The captain's words acted like magic, freeing the souls of these men as from a nightmare; and when, a few minutes later, a great pile of firwood sent up shoots of ruddy flame, spreading light and warmth, their spirits rose mightily. They formed a circle round the welcome fire, and one of their number produced a bagpipe, to the plaintive droning of which they fell to dancing that strangest of reels known throughout the Carpathians, and which, executed by these men and in such circumstances, once more assumed what was, no doubt, its original character--that of a war-dance.
Taras did not interfere, but looked for Nashko, who once more kept aloof with his own saddened thoughts.
"What is the time?" he inquired.
The Jew was the only one of all these men who possessed a watch, and only Taras and Sophron, besides himself, understood the art of telling the hour by such means.
"Eleven. Are you beginning to be anxious?"

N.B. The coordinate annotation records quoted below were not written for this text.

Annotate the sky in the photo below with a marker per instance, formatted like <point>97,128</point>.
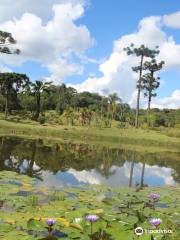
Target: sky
<point>80,43</point>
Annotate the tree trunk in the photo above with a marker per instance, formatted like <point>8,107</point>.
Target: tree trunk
<point>142,174</point>
<point>139,93</point>
<point>148,110</point>
<point>131,171</point>
<point>38,106</point>
<point>6,105</point>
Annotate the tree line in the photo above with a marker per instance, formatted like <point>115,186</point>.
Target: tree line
<point>19,94</point>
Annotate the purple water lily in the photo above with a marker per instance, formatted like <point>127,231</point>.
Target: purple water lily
<point>155,222</point>
<point>50,222</point>
<point>92,219</point>
<point>155,197</point>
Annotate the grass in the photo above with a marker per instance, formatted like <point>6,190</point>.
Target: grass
<point>130,138</point>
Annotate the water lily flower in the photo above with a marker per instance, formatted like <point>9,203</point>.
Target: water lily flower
<point>78,220</point>
<point>155,222</point>
<point>50,222</point>
<point>154,196</point>
<point>91,218</point>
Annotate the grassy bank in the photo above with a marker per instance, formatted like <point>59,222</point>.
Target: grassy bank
<point>136,139</point>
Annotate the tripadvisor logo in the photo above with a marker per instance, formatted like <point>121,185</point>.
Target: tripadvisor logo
<point>140,231</point>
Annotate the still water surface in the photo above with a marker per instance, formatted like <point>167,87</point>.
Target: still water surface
<point>68,164</point>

"No! What should have happened? But hark! listen!"
"I hear nothing."
"But I do.... Hark!" and Taras turned to the merrymakers with an imperious "Silence!" They stood still like statues, and the bagpipe ceased wailing.
They could all hear it now--a peculiar, whirring sound, not unlike that of an arrow cutting the air. It came from afar, through the stillness of the night. "It is Julko signalling," the men cried, delightedly; and Taras, taking his own whistle, signalled back. A moment's silence, and again the sound reached them--longdrawn, and thrice repeated.
"You understand its meaning," said Taras to his men. "They have missed the track in the dark. Away with you, Stas and Jemilian; take torches and go to meet them, and keep signalling as you go." The two obeyed, while the rest of the men, at his word, took their places by their horses.
But the minutes passed, and nothing was heard save the signalling and counter-signalling in the wood, till at last the sounds seemed blending, and presently the sign was given that the seekers and the sought had met. Ere long their voices could be distinguished, together with the tramping of their steeds.